In this week’s Innovation Partners BioBlog, we look at top stories impacting the world of healthcare especially those affected by politics and legislation. Senator Pelosi pushes for passage of her bill to lower drug prices but opponents believe it will stifle innovation and the development of new drugs. The Trump Administration delayed the start of the new primary care model. And many incumbents are balking at Trump’s drug impact bill. These and more top stories in this week’s Innovation Partners BioBlog.
Humana’s Broussard: Payers need to support providers in transition to value-based care
Humana said that as part of helping with the financial risk of value-based care, payers should help providers with both technology and resources. Not every provider is ready to assume the risk of value-based care; payers can help offset some of that risk, to everyone’s mutual benefit. Both commercial and government payers are trying to ease the transition into value-based care, which is based on outcomes rather than fee-for-services.
Amgen escalates PCSK9 pricing war with permanent 60% price cut on Repatha
Amgen is making good on promises to lower its PCSK9 cholesterol drug, Repatha. The company vowed last year to do away with the $14,520 price tag for the drug by 2020. The company had lowered the cost for some to $5,850 this year. They announced now that all will pay the lower price of $5,850. The company said the change is to help Medicare patients who, if the change had not gone through, would have paid high out-of-pocket costs.
Trump administration delays start of new primary care payment model to 2021
Although the Trump administration originally proposed a start date of 2020 for the Primary Care First payment model, they announced a delay until 2021. The Center for Medicare & Medicaid Innovation (CMMI) released a request for applications for the five-year model, which would use an innovative payment structure to reward physicians in smaller practices for value-based care. The model will be offered across 26 regions. CMS stated that the delay is intended to give groups more time to consider participation.
FiercePharmaPolitics—Pelosi bill goes to full House, anti-importation campaign backed by PhRMA
Experts believe that Senator Nancy Pelosi’s drug pricing bill is unlikely to pass the Senate.
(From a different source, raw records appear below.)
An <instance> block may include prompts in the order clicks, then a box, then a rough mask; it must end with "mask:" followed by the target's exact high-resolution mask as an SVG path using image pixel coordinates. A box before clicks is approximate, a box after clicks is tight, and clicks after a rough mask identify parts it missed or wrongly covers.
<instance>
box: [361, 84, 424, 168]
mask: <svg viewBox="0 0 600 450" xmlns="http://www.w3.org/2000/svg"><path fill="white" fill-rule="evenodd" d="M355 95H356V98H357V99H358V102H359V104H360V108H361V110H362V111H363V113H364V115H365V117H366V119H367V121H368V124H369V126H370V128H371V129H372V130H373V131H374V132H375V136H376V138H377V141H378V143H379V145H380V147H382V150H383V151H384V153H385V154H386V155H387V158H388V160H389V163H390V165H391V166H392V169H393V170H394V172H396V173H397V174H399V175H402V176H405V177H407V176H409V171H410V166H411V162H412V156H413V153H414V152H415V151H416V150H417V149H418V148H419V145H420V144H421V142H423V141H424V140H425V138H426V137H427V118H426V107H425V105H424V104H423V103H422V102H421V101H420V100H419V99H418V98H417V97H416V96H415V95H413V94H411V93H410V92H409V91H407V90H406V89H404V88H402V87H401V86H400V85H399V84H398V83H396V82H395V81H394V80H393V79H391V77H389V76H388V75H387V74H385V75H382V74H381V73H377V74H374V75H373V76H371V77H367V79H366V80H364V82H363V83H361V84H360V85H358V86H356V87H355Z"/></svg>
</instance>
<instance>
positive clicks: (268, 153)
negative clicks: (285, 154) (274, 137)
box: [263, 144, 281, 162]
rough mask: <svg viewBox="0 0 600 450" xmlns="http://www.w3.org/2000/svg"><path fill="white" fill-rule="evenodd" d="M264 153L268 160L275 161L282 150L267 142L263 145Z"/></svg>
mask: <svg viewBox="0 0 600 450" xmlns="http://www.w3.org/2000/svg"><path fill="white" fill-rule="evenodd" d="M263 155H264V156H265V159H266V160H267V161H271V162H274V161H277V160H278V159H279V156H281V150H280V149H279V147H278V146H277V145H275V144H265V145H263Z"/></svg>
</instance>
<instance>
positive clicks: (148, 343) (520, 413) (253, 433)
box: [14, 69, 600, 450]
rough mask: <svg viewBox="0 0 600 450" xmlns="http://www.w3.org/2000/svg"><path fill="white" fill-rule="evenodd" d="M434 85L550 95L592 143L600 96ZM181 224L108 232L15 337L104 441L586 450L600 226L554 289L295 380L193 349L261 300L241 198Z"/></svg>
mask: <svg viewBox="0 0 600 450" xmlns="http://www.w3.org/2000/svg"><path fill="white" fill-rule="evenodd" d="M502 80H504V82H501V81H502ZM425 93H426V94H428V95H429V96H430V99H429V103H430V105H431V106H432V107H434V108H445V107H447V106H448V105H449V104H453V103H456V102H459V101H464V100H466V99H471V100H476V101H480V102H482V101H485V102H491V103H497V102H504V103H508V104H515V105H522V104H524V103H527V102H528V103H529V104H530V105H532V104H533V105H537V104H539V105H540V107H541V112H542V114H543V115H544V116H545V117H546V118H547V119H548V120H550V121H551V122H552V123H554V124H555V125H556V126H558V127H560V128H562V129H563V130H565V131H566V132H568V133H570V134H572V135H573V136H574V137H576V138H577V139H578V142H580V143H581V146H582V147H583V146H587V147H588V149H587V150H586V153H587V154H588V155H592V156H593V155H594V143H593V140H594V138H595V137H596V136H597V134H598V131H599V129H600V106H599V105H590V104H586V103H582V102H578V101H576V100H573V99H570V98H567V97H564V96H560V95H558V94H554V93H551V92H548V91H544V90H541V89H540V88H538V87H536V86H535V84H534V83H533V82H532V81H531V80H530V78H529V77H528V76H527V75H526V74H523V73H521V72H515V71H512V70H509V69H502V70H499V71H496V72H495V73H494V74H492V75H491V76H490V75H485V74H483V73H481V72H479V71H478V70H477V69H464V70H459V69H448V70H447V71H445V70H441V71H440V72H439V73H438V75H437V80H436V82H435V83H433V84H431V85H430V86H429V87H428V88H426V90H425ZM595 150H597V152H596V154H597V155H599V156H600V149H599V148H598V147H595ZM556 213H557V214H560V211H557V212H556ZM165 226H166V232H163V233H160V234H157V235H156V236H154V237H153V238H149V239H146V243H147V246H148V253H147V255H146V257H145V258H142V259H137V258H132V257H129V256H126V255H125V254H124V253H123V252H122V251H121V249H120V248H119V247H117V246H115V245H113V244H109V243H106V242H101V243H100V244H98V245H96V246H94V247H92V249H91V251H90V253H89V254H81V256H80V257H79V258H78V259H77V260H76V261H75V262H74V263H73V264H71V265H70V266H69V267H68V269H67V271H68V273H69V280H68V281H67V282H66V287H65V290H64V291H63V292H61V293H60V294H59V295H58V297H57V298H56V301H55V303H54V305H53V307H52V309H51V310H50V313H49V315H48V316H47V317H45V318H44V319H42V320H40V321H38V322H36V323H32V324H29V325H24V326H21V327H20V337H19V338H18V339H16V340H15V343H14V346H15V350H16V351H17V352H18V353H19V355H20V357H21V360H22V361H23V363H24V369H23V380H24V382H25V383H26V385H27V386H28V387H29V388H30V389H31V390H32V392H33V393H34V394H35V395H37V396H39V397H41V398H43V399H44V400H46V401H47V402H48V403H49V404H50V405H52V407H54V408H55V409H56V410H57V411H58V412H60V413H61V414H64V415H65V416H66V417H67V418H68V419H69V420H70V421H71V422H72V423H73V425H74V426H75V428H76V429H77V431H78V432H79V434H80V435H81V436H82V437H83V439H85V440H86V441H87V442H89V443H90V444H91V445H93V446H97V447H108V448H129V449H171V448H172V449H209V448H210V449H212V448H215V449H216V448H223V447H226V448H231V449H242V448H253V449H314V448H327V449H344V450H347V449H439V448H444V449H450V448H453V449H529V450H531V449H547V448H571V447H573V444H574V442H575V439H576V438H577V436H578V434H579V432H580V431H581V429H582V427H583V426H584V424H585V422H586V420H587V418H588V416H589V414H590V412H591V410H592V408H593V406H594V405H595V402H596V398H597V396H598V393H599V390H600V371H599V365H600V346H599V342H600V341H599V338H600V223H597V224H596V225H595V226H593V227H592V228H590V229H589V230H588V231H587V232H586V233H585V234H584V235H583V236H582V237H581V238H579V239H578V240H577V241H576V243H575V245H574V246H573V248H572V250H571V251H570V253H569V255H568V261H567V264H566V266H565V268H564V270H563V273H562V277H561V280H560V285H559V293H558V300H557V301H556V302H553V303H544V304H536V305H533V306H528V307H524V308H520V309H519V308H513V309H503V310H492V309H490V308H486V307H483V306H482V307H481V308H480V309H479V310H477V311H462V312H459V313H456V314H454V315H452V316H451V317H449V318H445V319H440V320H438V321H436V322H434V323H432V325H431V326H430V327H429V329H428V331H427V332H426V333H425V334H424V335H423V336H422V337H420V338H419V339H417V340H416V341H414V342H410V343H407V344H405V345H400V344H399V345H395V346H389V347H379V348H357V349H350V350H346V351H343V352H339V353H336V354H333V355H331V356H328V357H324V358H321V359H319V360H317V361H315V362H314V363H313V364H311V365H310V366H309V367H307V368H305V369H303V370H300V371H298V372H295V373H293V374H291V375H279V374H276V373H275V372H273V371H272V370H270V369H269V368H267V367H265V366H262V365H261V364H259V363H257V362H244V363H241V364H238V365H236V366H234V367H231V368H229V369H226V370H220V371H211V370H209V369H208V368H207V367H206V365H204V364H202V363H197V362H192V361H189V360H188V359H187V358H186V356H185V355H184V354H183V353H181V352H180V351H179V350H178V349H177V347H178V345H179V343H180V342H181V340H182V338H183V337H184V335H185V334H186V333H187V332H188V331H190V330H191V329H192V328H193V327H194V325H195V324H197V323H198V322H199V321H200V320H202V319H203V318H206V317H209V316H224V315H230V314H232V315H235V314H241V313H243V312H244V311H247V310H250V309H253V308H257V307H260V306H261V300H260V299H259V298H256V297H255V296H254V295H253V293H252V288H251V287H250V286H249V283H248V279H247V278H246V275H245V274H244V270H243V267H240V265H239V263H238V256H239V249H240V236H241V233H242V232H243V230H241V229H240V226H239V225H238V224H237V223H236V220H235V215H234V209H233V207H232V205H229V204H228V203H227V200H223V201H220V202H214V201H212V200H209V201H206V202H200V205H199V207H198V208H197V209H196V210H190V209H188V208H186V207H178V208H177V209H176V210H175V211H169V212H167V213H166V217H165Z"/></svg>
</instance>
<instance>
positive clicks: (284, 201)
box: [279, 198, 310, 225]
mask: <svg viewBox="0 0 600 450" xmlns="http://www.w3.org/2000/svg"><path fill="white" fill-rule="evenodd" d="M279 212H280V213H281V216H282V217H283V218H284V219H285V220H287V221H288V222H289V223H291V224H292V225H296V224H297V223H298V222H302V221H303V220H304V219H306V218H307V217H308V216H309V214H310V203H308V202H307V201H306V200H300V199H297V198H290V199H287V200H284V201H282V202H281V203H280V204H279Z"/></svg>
Pelosi’s plan might prevent 8 to 15 drugs from reaching the market over the next 10 years in order to reduce prices. Opponents believe that forcing drug makers to reduce prices will stifle innovation. Proponents believe the trade off is worth it since Pelosi’s plan is expected to save $345 billion over a 10-year period. The proposal calls for government regulation of up to 250 drugs per year with financial penalties to force drugmakers to cooperate.
Overnight Health Care: Walden won’t seek reelection | Senate Dems to vote this week to overturn Trump ObamaCare moves | Largest children’s migrant shelter to close | Vulnerable Republicans balk at drug pricing bill
A roundup of top stories: Republican Rep. Greg Walden won’t seek re-election. In the last Congress, Walden was chairman of the full committee, which has great power over health care issues in the House. Senate Democratic leaders said they will force a floor vote as early as Wednesday in an attempt to overturn a Trump administration rule that allows states to ignore parts of ObamaCare. And Democratic Senator Kamala Harris spoke about her views on healthcare.
Vulnerable Republicans balk at Trump-backed drug pricing bill
Republican senators who are up for re-election this year are snubbing the bipartisan bill aimed at lowering drug prices. Senate Finance Committee Chairman Chuck Grassley (R-Iowa) is pushing for passage of his measure with Sen. Ron Wyden (D-Ore.) to lower drug prices, something seen as a rare area for possible bipartisan agreement this year. Many of the incumbents declined to support the bill.